If a line segment joining two points subtends equal angles at two other points lying on the same side of the line segment then the four points lie on a circle (i.e., they are concyclic).
Given: AB is a line segment, which subtends equal angles at two points C and D i.e, ∠ACB = ∠ADB.
To Prove: The points A, B, C and D lie on a circle.
Proof:
Let us draw a circle through the points A, C and B. Suppose it does not pass through the point D.
Then it will intersect AD (or extended AD) at a point, say E (or E’). If points A, C, E and B lie on a circle.
∠ACB = ∠AEB [∵ Angles in the same segment of circle are equal]
But it is given that, ∠ACB = ∠ADB
Therefore, ∠AEB = ∠ADB
This is possibleonly when Ecoincides with D.
[As otherwise ∠AEB > ∠ADB]
Similarly, E’ should also coincide with D.
So A, B, C and D are concyclic.
Hence, proved.
Cyclic Quadrilateral
A quadrilateral ABCD is called cyclic if all the four vertices of it lie on a circle.
Theorem 6.
The sum of either pair of opposite angles of a cyclic quadrilateral is 180°.

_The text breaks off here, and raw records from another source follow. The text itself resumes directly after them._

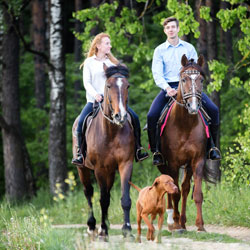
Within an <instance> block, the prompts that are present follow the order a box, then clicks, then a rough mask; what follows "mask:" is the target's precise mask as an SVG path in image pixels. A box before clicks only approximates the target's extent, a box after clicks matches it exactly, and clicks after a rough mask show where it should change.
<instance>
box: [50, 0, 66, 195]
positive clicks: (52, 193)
mask: <svg viewBox="0 0 250 250" xmlns="http://www.w3.org/2000/svg"><path fill="white" fill-rule="evenodd" d="M62 2H63V1H62V0H51V5H50V60H51V63H52V65H53V66H54V68H50V71H49V77H50V83H51V91H50V129H49V181H50V191H51V193H52V194H55V190H56V183H59V184H60V185H61V189H62V191H63V192H64V191H65V190H66V183H65V182H64V180H65V179H66V175H67V157H66V97H65V55H64V51H63V19H62Z"/></svg>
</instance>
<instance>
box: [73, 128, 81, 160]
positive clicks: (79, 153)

Given: A cyclic quadrilateral ABCD.
To Prove: ∠A + ∠C = ∠B + ∠D = 180°
Construction: Join AC and BD.
Proof:
∠ACB = ∠ADB [Angles in the same segment]
And ∠BAC = ∠BDC [Angles in the same segment]
∴ ∠ACB + ∠BAC = ∠ADB + ∠BDC
= ∠ADC.
Adding ∠ABC to both sides, we get
∠ACB + ∠BAC + ∠ABC = ∠ADC + ∠ABC
The left side being the sum of three angles of AABC is equal to 180°.
∴ ∠ADC + ∠ABC = 180°
i.e, ∠D + ∠B = 180°
∴ ∠A + ∠C = 360° – (∠B + ∠D) = 180°
[∵ ∠A + ∠B + ∠C + ∠D = 360°]
Hence, proved.
Corollary: If the sum of a pair of opposite angles of a quadrilateral is 180°, then quadrilateral is cyclic.